Creating a sense of place is the key for landscape architects

Creating a sense of place is the key for landscape architects

The serene and dignified Omagh Bomb Memorial has picked up one of this year’s Irish Landscape Institute awards, in the public realm category. Five other main prizes were given to three projects, as well as a course that trains people to assess and analyse the Irish landscape in order to help protect it and playspace guidelines for Dublin’s docklands.

The judges said the Omagh memorial, by landscape architect Desmond FitzGerald and artist Sean Hillen, marked: “A successful collaboration between artist, landscape architect and craftsmen.”

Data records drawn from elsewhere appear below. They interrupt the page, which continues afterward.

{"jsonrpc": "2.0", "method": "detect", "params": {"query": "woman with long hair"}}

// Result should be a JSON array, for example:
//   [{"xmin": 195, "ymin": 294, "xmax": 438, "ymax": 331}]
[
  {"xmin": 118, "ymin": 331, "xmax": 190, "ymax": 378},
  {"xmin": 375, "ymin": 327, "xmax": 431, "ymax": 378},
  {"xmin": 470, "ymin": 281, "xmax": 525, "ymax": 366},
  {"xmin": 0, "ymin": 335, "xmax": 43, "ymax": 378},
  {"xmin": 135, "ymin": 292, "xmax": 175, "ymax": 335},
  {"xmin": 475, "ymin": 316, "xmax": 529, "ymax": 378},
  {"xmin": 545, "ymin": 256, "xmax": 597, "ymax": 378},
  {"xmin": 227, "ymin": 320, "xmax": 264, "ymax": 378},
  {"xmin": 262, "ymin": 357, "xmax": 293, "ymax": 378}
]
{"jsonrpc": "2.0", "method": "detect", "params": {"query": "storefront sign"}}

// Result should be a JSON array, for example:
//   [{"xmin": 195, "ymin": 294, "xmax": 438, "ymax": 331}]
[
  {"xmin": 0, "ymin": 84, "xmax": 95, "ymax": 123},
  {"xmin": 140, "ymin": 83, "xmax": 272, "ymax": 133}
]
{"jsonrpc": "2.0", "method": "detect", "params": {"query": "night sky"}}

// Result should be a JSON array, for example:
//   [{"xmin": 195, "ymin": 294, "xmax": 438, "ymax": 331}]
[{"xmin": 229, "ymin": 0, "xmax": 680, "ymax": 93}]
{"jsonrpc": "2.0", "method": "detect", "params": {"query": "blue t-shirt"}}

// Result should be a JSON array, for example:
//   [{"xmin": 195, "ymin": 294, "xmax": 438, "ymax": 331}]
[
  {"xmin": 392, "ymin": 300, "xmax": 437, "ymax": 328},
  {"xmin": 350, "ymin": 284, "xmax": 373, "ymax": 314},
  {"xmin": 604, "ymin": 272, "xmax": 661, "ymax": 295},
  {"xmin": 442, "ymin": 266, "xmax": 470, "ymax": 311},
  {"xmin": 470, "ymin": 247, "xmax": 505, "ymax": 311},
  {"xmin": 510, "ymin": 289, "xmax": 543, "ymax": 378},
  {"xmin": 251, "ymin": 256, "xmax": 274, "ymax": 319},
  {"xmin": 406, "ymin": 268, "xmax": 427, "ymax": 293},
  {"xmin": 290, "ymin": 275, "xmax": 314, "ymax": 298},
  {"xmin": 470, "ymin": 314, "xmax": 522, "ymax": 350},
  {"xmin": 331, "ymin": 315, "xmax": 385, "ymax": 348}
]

Another link between a landscape architect and artists was heralded in the conservation and heritage award that went to Dermot Foley Landscape Architects for a parklands sculpture project at Lough Boora in Co Offaly which the judges said was “a sophisticated and imaginative project, which resolves a conflict between its two heritages – industry and ecology”. This shows what can be done with spent bogs.

A garden which is designed to be easily built and provide a good space for growing vegetables, playing and living in nabbed the residential landscape award for Sophie Giglin von Maltzan. It was described as: “A fantastically simple but elegant and practical 21st century response to garden design on a restricted budget, providing every element of sustainability,” said the judges.

Stephen Diamond Associates picked up the commercial and institutional landscape award for his walled garden at the Dún Laoghaire Institute of Art, Design and Technology campus. It was: “A successful revival of the space into a contemporary format with appropriate consideration given to conservation of key elements.”